Le livre évoque bien d’autres choses qui tournent autour de cet aspect et de comment s’organiser pour y arriver : faire plus simple et faire moins pour mieux se concentrer sur ce qu’on à faire. Il y ajoute donc des tonnes de conseils : des théories sur l’effet néfaste des interruptions au travail, comme quoi les réunions peuvent vite s’avérer contre productive, que travailler trop n’est pas une qualité…  Il insiste également sur le fait qu’il est important de donner vie au chose et ne pas viser trop haut pour au final ne jamais rien sortir. En effet c’est quand les choses existent (d’où le titre) qu’on peut commencer à voir quels sont vraiment les avantages et les défauts. La question de la communication autour du logiciel est abordée. de la même façon Le livre insiste sur le fait qu’il n’est pas utile de faire beaucoup de bruit au démarrage et qu’il vaut mieux cibler sa communication que faire de la diffusion de masses.
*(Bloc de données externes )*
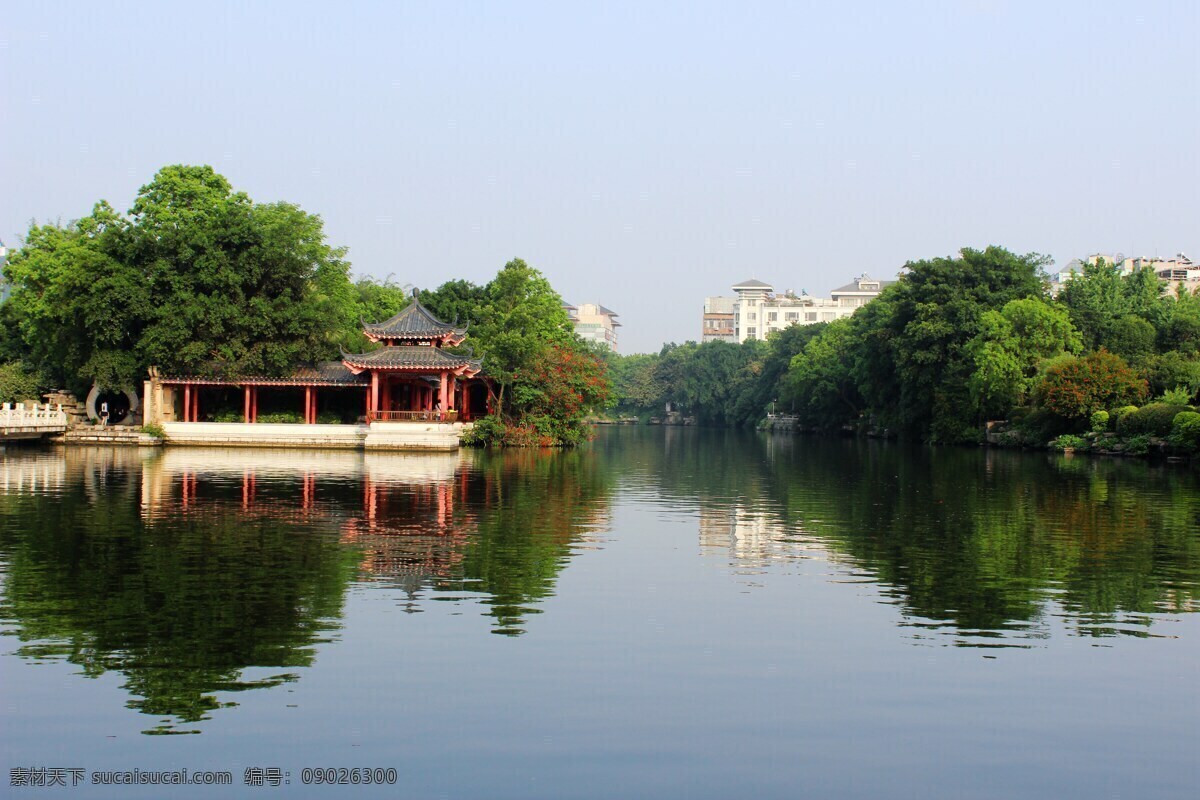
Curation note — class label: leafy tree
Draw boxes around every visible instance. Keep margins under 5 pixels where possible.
[6,166,358,390]
[605,353,662,414]
[421,259,610,444]
[860,247,1046,441]
[785,319,864,427]
[1038,350,1148,420]
[0,361,42,403]
[968,297,1081,416]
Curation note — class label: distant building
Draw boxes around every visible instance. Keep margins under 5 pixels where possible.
[1050,253,1200,295]
[720,275,895,343]
[700,297,738,342]
[563,302,620,353]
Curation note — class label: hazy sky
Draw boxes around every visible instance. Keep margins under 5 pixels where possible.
[0,0,1200,353]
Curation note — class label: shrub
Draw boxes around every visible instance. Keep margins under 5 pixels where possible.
[1171,411,1200,450]
[453,415,504,447]
[0,361,42,403]
[1158,386,1192,405]
[1050,433,1087,450]
[258,411,304,425]
[1124,433,1150,456]
[1109,405,1138,431]
[1117,403,1195,437]
[142,422,167,439]
[1015,408,1079,445]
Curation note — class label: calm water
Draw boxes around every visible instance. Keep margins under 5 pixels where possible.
[0,428,1200,800]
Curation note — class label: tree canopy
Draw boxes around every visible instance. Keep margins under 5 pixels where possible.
[4,166,356,390]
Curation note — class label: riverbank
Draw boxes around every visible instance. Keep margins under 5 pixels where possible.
[50,422,472,451]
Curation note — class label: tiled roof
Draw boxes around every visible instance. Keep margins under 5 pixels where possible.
[362,293,467,338]
[829,277,895,294]
[161,361,371,386]
[342,347,480,372]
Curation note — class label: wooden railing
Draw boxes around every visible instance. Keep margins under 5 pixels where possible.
[0,403,67,434]
[367,411,458,422]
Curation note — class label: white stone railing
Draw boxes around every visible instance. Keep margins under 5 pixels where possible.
[0,403,67,434]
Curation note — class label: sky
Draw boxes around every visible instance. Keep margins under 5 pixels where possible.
[0,0,1200,353]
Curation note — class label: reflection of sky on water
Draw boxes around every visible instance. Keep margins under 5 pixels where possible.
[0,429,1200,798]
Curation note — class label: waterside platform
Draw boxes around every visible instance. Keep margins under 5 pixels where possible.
[162,422,470,451]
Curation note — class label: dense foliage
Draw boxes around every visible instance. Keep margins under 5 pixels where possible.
[420,259,610,446]
[610,247,1200,444]
[2,166,355,390]
[0,166,608,444]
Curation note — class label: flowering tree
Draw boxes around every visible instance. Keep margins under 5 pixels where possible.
[1038,350,1148,420]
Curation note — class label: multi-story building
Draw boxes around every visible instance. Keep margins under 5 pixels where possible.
[1050,253,1200,294]
[720,275,895,343]
[700,297,738,342]
[563,302,620,353]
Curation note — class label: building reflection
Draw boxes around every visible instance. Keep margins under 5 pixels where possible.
[700,500,838,570]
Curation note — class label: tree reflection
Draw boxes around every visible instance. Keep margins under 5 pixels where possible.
[602,431,1200,644]
[0,451,354,733]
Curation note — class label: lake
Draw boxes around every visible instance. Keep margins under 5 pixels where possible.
[0,427,1200,799]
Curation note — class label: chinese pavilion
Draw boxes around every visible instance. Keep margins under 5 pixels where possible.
[154,290,492,423]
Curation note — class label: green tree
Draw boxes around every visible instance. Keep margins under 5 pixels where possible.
[863,247,1046,441]
[967,297,1081,417]
[5,166,358,390]
[785,319,864,428]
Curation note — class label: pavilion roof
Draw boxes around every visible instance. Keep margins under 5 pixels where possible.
[161,361,371,386]
[342,347,482,373]
[362,296,467,341]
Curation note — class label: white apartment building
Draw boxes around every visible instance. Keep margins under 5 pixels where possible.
[1051,253,1200,294]
[720,275,895,344]
[700,297,738,342]
[563,302,620,353]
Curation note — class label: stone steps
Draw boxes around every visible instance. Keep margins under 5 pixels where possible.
[52,426,162,447]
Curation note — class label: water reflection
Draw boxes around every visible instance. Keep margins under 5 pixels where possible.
[0,449,608,733]
[600,431,1200,646]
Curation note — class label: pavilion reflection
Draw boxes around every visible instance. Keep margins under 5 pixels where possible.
[700,500,839,571]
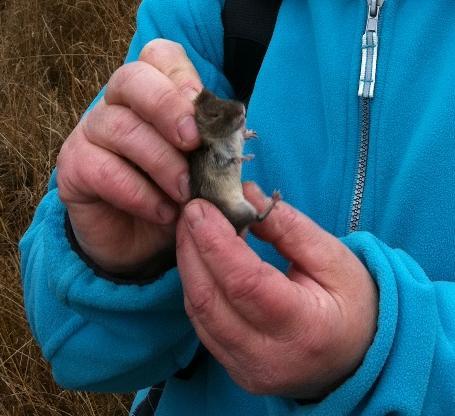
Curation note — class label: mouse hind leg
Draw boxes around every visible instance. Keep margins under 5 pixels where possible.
[256,191,281,222]
[222,200,257,234]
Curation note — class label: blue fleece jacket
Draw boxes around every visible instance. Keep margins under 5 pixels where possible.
[20,0,455,416]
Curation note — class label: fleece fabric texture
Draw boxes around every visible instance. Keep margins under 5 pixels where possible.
[20,0,455,416]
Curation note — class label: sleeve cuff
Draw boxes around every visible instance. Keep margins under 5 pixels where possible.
[64,211,177,286]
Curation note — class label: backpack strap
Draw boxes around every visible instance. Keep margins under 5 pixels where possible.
[133,0,282,416]
[222,0,282,102]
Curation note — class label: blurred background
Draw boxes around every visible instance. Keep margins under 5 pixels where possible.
[0,0,139,416]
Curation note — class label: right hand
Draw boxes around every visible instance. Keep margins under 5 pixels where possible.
[57,39,202,273]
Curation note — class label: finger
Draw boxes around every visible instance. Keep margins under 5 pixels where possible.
[244,183,349,287]
[104,61,199,150]
[59,136,177,224]
[82,101,190,203]
[180,200,304,331]
[177,216,255,351]
[139,39,202,100]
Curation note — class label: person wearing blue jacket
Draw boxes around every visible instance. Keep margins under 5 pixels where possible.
[20,0,455,416]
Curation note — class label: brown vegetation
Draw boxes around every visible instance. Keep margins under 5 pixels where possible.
[0,0,138,416]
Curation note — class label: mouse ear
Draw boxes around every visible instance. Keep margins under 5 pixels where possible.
[194,88,216,106]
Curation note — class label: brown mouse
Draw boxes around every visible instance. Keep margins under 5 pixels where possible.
[188,89,281,234]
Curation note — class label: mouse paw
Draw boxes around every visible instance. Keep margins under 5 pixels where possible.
[240,153,255,162]
[243,129,258,140]
[272,189,283,203]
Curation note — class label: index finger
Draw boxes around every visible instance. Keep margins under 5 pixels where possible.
[139,39,202,100]
[180,200,301,330]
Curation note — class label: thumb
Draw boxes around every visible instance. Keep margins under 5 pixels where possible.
[244,183,353,288]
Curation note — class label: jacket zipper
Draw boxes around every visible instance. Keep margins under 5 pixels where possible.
[349,0,385,232]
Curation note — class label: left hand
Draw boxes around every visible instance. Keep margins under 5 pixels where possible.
[177,184,378,399]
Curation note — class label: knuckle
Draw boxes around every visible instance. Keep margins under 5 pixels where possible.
[243,362,279,395]
[226,265,263,300]
[105,61,147,97]
[139,38,185,65]
[150,146,172,175]
[198,232,225,256]
[150,88,181,113]
[98,158,144,209]
[106,109,144,147]
[185,285,216,316]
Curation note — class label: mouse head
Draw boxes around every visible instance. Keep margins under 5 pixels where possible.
[194,89,245,140]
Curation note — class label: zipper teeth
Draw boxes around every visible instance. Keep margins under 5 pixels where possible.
[349,98,370,232]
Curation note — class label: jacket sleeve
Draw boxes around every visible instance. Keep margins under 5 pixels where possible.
[19,0,231,392]
[268,232,455,416]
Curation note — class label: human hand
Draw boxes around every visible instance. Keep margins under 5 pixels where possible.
[57,39,202,272]
[177,184,378,399]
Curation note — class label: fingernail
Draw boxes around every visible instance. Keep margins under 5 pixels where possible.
[177,116,199,144]
[158,202,177,224]
[182,87,199,101]
[179,173,191,202]
[185,203,204,228]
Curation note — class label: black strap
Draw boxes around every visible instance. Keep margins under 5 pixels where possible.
[134,0,282,416]
[222,0,282,102]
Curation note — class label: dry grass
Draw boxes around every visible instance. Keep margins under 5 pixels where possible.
[0,0,142,416]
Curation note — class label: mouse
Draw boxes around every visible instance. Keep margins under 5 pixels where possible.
[188,88,281,235]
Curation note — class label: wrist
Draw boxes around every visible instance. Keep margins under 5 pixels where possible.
[65,212,177,284]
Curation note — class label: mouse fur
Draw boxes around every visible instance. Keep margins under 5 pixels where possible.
[188,89,280,233]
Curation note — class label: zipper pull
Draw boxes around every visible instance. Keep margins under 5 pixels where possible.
[358,0,385,98]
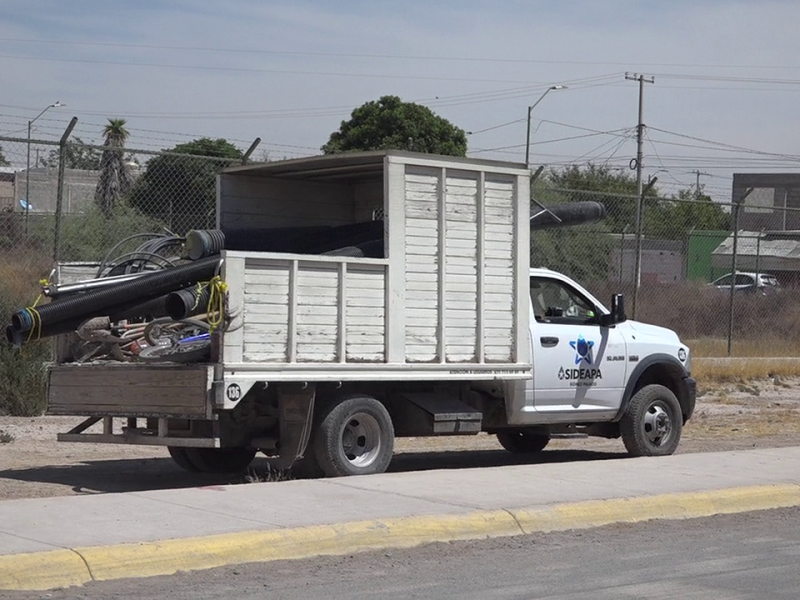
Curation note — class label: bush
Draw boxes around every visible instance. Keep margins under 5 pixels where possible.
[0,287,51,417]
En fait la plupart des conseils sont de bon sens mais sont tellement à l’encontre des idées reçues que cela en devient surprenant. En fait pour moi c’est surtout rassurant de voir qu’on peut réussir un projet en appliquant ces principes.

Un peu en marge, le livre pose aussi la question de la décroissance ou plutôt de l’utilité de la croissance. Un logiciel qui marche et qui est rentable a-t-il vraiment besoin de toucher plus de monde ? Est-ce que cela vaut vraiment le coup de le faire grossir au risque de le rendre mauvais ou juste moins bien ?

Allez deux citations pour finir

“Mieux vaut moins, mais mieux” Lénine

“Vivre simplement pour que d’autres, simplement, puissent vivre” Gandhi

Rework

Je ne vais pas m’étendre sur ce livre car c’est un peu une redite du précédent. Les concepts évoqués dans Getting Real sont généralisés : ils ne sont pas orientés sur les applis web mais sur n’importequel type de petit business. Rework est aussi moins austère, il comporte de nombreuses illustrations qui le rende ludique. Il se lit très vite comme son prédécesseur. Ce livre est très bien mais inutile si vous avez déjà lu Getting Real.